Oh that queasy feeling, when the world just won't stop swaying, bobbing, or just plain moving. No matter what the mode of transport, the result can be motion sickness. While many experts believe there may be a genetic tendency involved, they aren't exactly sure why some people get sick from riding in a car, boat, plane, or train, while others don't. If you do, you're not alone. Motion sickness caused some pilots to drop out of training during World War II. And to this day, NASA astronauts struggle to combat this side effect of space travel.

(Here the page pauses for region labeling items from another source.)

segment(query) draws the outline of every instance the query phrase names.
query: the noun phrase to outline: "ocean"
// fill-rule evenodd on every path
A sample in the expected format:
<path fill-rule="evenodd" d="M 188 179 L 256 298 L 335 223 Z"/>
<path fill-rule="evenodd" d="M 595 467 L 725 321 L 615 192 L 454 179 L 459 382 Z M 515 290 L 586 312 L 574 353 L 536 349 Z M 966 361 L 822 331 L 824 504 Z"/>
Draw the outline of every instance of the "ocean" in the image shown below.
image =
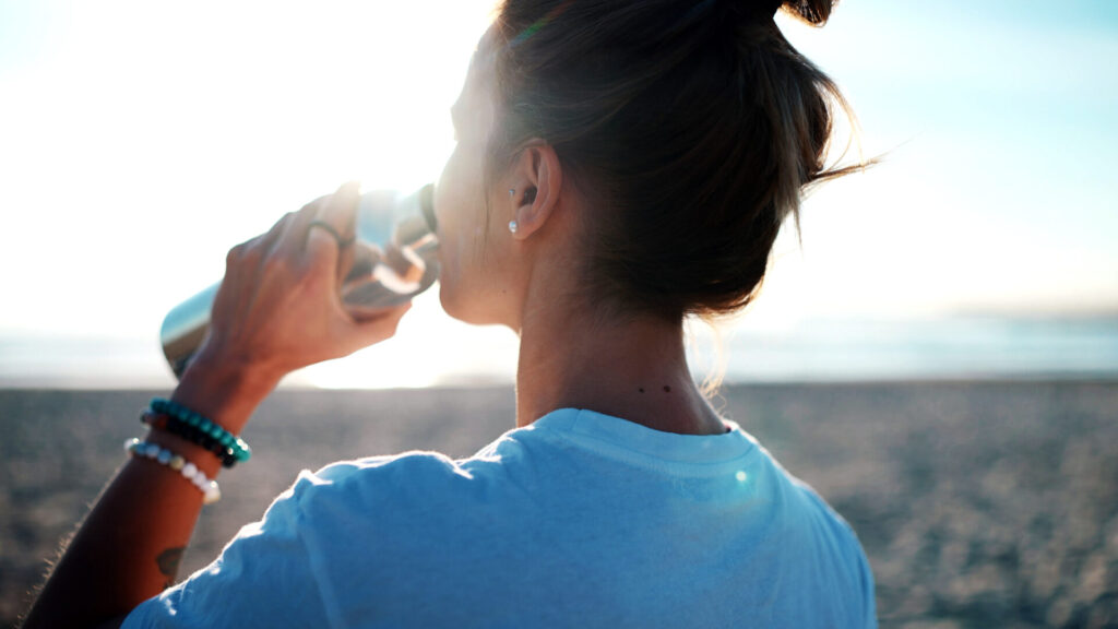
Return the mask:
<path fill-rule="evenodd" d="M 718 338 L 697 329 L 690 347 L 697 378 L 718 373 L 721 360 L 726 384 L 1118 379 L 1118 317 L 807 319 L 780 328 L 739 325 Z M 438 342 L 421 353 L 445 354 L 446 359 L 424 363 L 421 378 L 369 385 L 361 381 L 358 387 L 512 383 L 515 337 L 511 334 L 475 342 L 461 336 L 452 344 Z M 333 373 L 338 372 L 334 366 Z M 173 382 L 153 334 L 0 331 L 3 388 L 165 388 Z M 297 374 L 286 382 L 331 386 L 329 378 Z M 348 384 L 352 378 L 338 382 L 342 384 L 334 386 L 353 386 Z"/>

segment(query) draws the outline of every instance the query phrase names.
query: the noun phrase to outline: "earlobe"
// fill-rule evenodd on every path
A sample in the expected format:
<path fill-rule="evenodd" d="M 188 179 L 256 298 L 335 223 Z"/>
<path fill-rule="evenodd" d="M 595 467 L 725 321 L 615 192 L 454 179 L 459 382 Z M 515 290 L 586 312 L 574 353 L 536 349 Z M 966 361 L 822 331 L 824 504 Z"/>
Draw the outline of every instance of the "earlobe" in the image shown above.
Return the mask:
<path fill-rule="evenodd" d="M 559 205 L 562 170 L 555 149 L 543 142 L 523 150 L 517 170 L 523 184 L 510 190 L 513 216 L 509 231 L 513 237 L 525 240 L 543 227 Z"/>

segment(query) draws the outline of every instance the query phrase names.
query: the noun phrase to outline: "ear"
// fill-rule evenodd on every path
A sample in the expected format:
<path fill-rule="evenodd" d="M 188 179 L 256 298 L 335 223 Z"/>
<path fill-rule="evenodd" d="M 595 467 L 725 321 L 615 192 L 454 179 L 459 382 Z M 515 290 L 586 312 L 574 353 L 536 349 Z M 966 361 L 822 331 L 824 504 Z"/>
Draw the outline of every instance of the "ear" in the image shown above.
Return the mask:
<path fill-rule="evenodd" d="M 524 241 L 539 232 L 559 206 L 562 190 L 559 156 L 547 142 L 532 140 L 517 158 L 511 180 L 511 219 L 517 222 L 512 237 Z"/>

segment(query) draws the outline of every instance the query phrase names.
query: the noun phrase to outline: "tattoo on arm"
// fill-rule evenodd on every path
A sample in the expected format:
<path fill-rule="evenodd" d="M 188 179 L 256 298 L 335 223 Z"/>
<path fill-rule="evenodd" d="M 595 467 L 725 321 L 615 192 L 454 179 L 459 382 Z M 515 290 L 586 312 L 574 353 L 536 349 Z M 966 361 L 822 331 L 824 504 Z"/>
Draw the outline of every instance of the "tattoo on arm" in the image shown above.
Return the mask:
<path fill-rule="evenodd" d="M 186 550 L 186 546 L 168 548 L 155 557 L 160 574 L 167 578 L 167 583 L 163 584 L 164 590 L 174 585 L 174 575 L 179 573 L 179 562 L 182 561 L 182 553 Z"/>

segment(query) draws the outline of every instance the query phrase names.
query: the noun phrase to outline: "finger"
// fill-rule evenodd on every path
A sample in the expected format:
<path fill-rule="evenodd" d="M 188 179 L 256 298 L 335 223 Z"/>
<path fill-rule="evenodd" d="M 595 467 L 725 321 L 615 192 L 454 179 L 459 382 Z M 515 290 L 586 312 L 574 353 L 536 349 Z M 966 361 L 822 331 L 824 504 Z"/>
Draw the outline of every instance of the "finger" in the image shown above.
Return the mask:
<path fill-rule="evenodd" d="M 345 279 L 343 283 L 363 281 L 372 275 L 372 269 L 381 261 L 382 255 L 380 247 L 367 243 L 358 242 L 354 243 L 352 247 L 352 260 L 350 261 L 349 270 L 345 272 Z M 343 265 L 344 267 L 345 265 Z"/>
<path fill-rule="evenodd" d="M 319 209 L 318 215 L 310 225 L 306 234 L 306 261 L 315 269 L 334 270 L 335 281 L 341 281 L 338 276 L 338 261 L 342 243 L 335 238 L 335 234 L 342 238 L 349 238 L 353 234 L 353 214 L 357 209 L 358 184 L 349 182 L 342 185 Z M 322 222 L 330 229 L 315 228 L 314 223 Z"/>
<path fill-rule="evenodd" d="M 330 195 L 323 195 L 313 201 L 304 205 L 302 209 L 295 213 L 295 218 L 293 218 L 284 227 L 284 233 L 280 237 L 278 246 L 283 248 L 284 253 L 302 253 L 306 246 L 306 231 L 314 220 L 314 217 L 319 215 L 319 210 L 322 204 L 330 198 Z"/>
<path fill-rule="evenodd" d="M 330 196 L 324 203 L 316 220 L 322 220 L 334 228 L 343 242 L 351 242 L 356 231 L 354 217 L 357 216 L 357 204 L 361 184 L 359 181 L 348 181 L 342 184 L 338 191 Z"/>

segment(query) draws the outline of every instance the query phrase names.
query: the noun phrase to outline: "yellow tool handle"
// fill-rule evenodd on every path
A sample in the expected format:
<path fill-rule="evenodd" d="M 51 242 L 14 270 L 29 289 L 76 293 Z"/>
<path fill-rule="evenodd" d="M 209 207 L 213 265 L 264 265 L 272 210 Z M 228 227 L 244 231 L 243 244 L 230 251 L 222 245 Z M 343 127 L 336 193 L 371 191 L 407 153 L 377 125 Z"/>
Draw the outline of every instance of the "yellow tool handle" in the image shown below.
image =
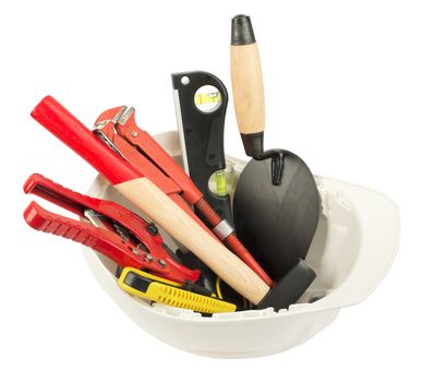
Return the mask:
<path fill-rule="evenodd" d="M 211 314 L 218 312 L 234 312 L 237 310 L 237 306 L 234 306 L 233 303 L 218 300 L 213 297 L 198 295 L 158 280 L 150 280 L 149 285 L 146 286 L 146 290 L 142 291 L 125 283 L 125 278 L 131 272 L 138 274 L 142 277 L 145 274 L 142 271 L 125 267 L 122 271 L 121 276 L 119 277 L 118 285 L 123 290 L 133 296 L 146 298 L 148 300 L 157 301 L 177 308 L 191 309 L 202 313 Z M 149 275 L 148 278 L 150 278 Z M 165 282 L 167 283 L 167 280 Z"/>

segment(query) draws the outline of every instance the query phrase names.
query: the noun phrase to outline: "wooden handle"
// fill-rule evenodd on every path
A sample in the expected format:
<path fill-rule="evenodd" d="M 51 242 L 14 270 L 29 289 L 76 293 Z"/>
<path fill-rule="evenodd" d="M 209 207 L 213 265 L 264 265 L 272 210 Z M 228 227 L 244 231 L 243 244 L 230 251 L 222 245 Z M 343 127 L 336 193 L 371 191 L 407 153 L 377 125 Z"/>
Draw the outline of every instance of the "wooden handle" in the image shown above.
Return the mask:
<path fill-rule="evenodd" d="M 265 102 L 257 43 L 231 45 L 231 79 L 240 133 L 263 132 Z"/>
<path fill-rule="evenodd" d="M 147 178 L 114 186 L 172 237 L 195 253 L 228 285 L 257 305 L 269 287 L 240 259 L 208 235 Z"/>

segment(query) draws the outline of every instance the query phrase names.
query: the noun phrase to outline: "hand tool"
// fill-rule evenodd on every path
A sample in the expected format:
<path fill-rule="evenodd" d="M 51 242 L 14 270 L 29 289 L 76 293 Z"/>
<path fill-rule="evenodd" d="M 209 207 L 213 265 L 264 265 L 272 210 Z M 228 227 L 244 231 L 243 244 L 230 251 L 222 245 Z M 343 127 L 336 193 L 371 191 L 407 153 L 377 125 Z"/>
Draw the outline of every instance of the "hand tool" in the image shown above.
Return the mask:
<path fill-rule="evenodd" d="M 74 192 L 39 174 L 33 174 L 26 180 L 24 192 L 44 198 L 90 222 L 61 216 L 32 202 L 24 212 L 32 228 L 81 242 L 121 267 L 148 270 L 182 284 L 198 279 L 198 270 L 190 270 L 170 256 L 170 249 L 154 224 L 120 204 Z"/>
<path fill-rule="evenodd" d="M 109 150 L 55 98 L 45 97 L 34 108 L 32 117 L 87 160 L 123 196 L 195 253 L 233 289 L 253 303 L 267 295 L 269 287 L 242 260 L 201 227 L 140 168 Z"/>
<path fill-rule="evenodd" d="M 225 177 L 223 129 L 228 92 L 223 83 L 211 73 L 181 72 L 173 73 L 171 77 L 185 172 L 213 210 L 233 227 L 231 201 L 227 193 Z M 201 109 L 203 105 L 210 107 Z M 213 178 L 216 190 L 211 190 L 209 186 Z M 202 216 L 201 211 L 195 210 L 195 213 Z M 194 254 L 183 253 L 182 258 L 185 264 L 195 264 L 195 267 L 202 271 L 201 279 L 205 285 L 210 286 L 216 293 L 220 289 L 222 296 L 219 297 L 234 301 L 238 306 L 245 306 L 242 296 L 225 282 L 220 283 L 216 274 Z"/>
<path fill-rule="evenodd" d="M 102 174 L 135 206 L 195 253 L 221 279 L 258 309 L 288 308 L 292 280 L 301 266 L 292 268 L 271 289 L 245 263 L 201 227 L 160 188 L 118 153 L 109 150 L 81 121 L 51 96 L 45 97 L 32 117 Z M 301 261 L 299 262 L 302 264 Z"/>
<path fill-rule="evenodd" d="M 168 194 L 206 231 L 216 235 L 267 285 L 271 284 L 270 277 L 238 240 L 233 228 L 210 207 L 184 170 L 145 130 L 136 126 L 134 108 L 122 106 L 104 111 L 95 122 L 94 133 L 135 170 Z M 203 220 L 211 227 L 213 234 L 188 204 L 195 207 Z"/>
<path fill-rule="evenodd" d="M 225 178 L 223 129 L 228 92 L 217 76 L 201 71 L 174 73 L 172 85 L 183 167 L 208 204 L 233 227 Z M 207 86 L 215 93 L 197 93 Z M 214 105 L 210 110 L 198 108 L 208 103 Z M 209 180 L 215 174 L 216 191 L 211 191 Z"/>
<path fill-rule="evenodd" d="M 184 290 L 178 283 L 155 277 L 133 267 L 123 268 L 118 285 L 133 296 L 196 312 L 211 314 L 237 310 L 233 303 Z"/>
<path fill-rule="evenodd" d="M 316 230 L 319 195 L 301 158 L 286 150 L 263 151 L 262 69 L 251 20 L 245 15 L 232 19 L 231 77 L 238 127 L 245 153 L 253 157 L 234 194 L 237 234 L 270 277 L 280 279 L 297 267 L 297 287 L 305 290 L 314 272 L 299 259 L 305 259 Z"/>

Normally, the eyes, inner ears (which contain fluid that sloshes around in reaction to movement), skin, and muscles send sensory information to the brain that allows it to determine the body's position in space and to track whether and in what direction you are moving. Motion sickness is believed to occur when this balancing system gets overwhelmed by contradictory messages sent from the eyes and inner ears. The resulting symptoms of motion sickness can include sweating, light-headedness, hyperventilation, nausea, and vomiting.

For some people, the symptoms of motion sickness can be brought on merely by walking down the aisles in a supermarket or watching telephone poles whipping by a car window. Some people can even get motion sickness sitting in a theater and watching an action-packed film on one of those super-sized movie screens.